From a young age I had fostered an inquisitiveness into alternative ways of thinking about my life and its connection to the world around me, as the overbearing religion of my childhood had left me scared, scarred and unimpressed with its teachings. Keen to find something more understandable that my practical and scientific brain could accept that would replace the mixed message of salvation only gained through sacrifice to one God, I closed the door on my church and left open a space in my head ready to receive better instructions.   

Because I never closed the door on faith, I became inquisitive into what lay beyond and looked into the wealth of information that lay in the world outside my parish.  Spirituality, the occult, comparative religious studies, yoga, healing, buddhism, zen, all led me into realms of possibilities and understanding in what I might intrinsically have faith in, even though before my transition (my breakdown really)  I didn’t know what it was I actually had faith in.  Believing in the solidity of science and logic, I wasn’t ready to accept that there was something else until I had experienced it with my own eyes, but it didn’t stop me having faith that there was more and that it was good.      

During my transition though, my jigsaw was torn apart mercilessly and every thought and feeling I had was challenged, destroyed or brought into focus.  

An old, painful, earthly life died in the fires of change whilst a new life of hope, salvation, faith and belief arrived to take its place.  

It wasn’t about a Christ consciousness or a needing to read the bible, but it was about believing that love is a higher power and that somehow, we are connected to each other and the world around us in more ways than just touching, seeing and hearing.

To become a sane person once more, I needed to embrace a completely new world that included for the first time, learning to love and nurture myself. 

The result was that following that beautiful, catastrophic doorway of rebirth that I had to pass through, I needed answers to help me exist more peacefully in my new world.  

Bearing in mind I was right in the middle of what would in modern times be classified as complex PTSD but without the professional help that is available today, I searched for anything that I could lay my hands on to help my own healing get back on track and return to being the coping father and provider I needed for my family.

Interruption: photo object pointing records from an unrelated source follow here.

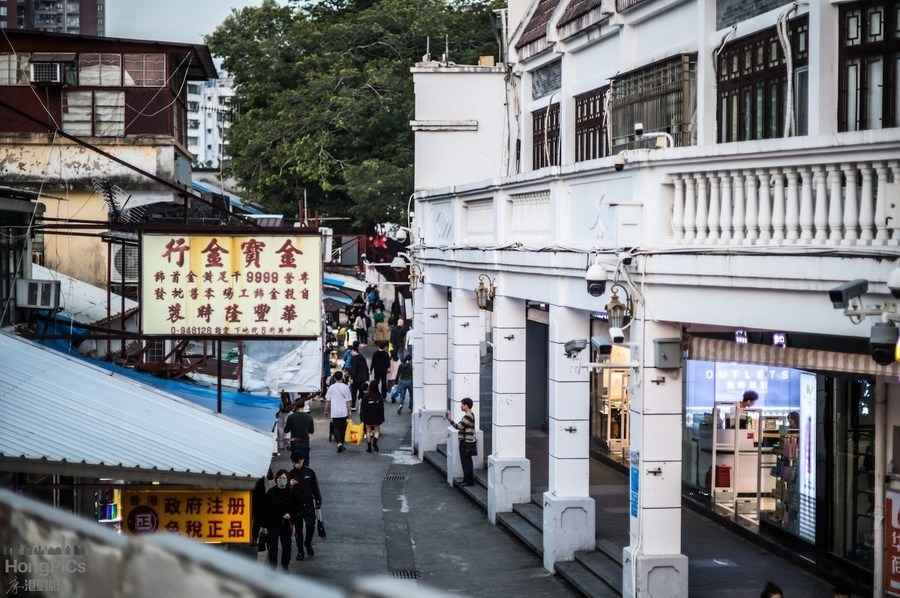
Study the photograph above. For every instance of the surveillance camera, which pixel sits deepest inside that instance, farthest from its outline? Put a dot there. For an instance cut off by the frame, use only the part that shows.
(883, 342)
(841, 295)
(596, 279)
(575, 347)
(617, 335)
(894, 282)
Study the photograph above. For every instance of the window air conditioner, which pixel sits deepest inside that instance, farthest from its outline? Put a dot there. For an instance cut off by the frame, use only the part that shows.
(46, 72)
(37, 294)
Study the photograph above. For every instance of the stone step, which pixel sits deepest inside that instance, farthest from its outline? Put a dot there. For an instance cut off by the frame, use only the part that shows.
(611, 549)
(532, 513)
(523, 530)
(437, 460)
(477, 493)
(584, 580)
(601, 565)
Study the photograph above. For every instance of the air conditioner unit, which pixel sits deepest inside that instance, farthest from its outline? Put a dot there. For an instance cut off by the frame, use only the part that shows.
(125, 264)
(46, 72)
(37, 294)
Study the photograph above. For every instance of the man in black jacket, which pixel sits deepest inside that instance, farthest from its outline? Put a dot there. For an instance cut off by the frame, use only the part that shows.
(359, 371)
(381, 363)
(306, 499)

My ever-widening search included psychology, spirituality, gentleness, finding self-worth, journaling, research and holistics as ways of connecting with an unconscious me that was fighting the punishing narrative I had created many years before to be, and failed to be, the perfect father, perfect carer and perfect rescuer of the needy.  

My inner search became my daily practice of meditation and self help, upturning my jigsaw again and again, finding better ways to let go of the self-hatred and shame that had pushed me towards my own self-destruction.

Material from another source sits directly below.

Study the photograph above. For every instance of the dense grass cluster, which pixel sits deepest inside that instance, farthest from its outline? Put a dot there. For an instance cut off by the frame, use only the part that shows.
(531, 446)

There is no way to gloss it up: recovery from profound trauma and PTSD takes time to overcome and readjust to. It takes years, if not decades, for care and healing to return a human being back to a semblance of sanity that fits with authenticity into a world that has the space and time for them. It takes great personal courage to fight the demons and addictions, and great tolerance from family and friends to help someone through their darkest days of nightmares, anger and depression. 

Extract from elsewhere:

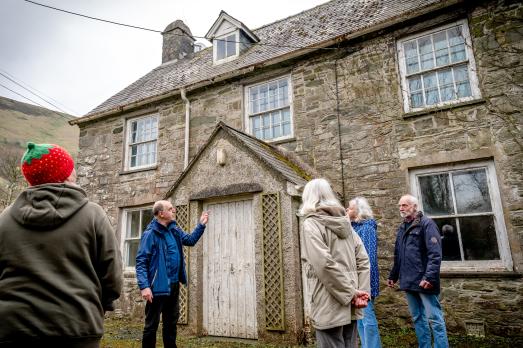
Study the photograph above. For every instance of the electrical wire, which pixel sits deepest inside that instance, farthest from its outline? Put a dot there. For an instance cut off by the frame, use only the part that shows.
(21, 83)
(159, 31)
(34, 102)
(48, 102)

It took me three decades to work through my own traumas, during which time I lost my family and my credibility as a normal, sane, member of society.  

There is no way for me to be able to categorise the manner in which trauma and PTSD arises, the way it specifically affects a person and the methods or manners in which healing can take place, but what I can say, which is reflected in so many other’s stories, is that when the journey to recovery also becomes a spiritual journey, then healing moves to a different plane.  

What was about escaping mental anguish and tragic loneliness became a fulfilling search for meaning.  What was about finding tolerance to cope became a search for the joy of life.  What seems to take an eternity, moved faster when the spiritual element emerged into my quest.

It was during my own delicate and chaotic years of recovery, the relationships it spanned and the addictions it created that the challenges and solutions for a better life pushed me towards healing at ever deepening levels and  my search for body/mind wholeness got a real grasp.  

Joy, happiness, and the kind of success I had been yearning for slowly become reality in the second half of my life.

New careers furnished new opportunities, new worlds opened up and astonishingly diverse businesses took off, nourished by the skills and ability to take better, more wholesome risks.  I grew faith in the power of healing and a joy in connecting with people in a way I had never achieved before.  

The story is without doubt a positive story in that the potential for joy comes about from having faith in our willingness to see and overcome the darkness in our past, and faith in being able to find a true purpose that aligns perfectly with our unconscious drives.  

Success comes from mastering failure. Love comes from mastering loneliness.  Courage comes from mastering fear and insight comes from a spiritual journey that puts meaning into why “I” am here, and when found, finding fulfilment in creating the best people we can be, whatever it is.  

It is by being willing to throw our personal, vulnerable jigsaw into the air again and coupling it with the intention to be the best person we can be, that we can move forward into the light and into the healing we deserve. 

Next: Chap 2: Headhunters

2 responses to “Chap 1: The Jigsaw of Life”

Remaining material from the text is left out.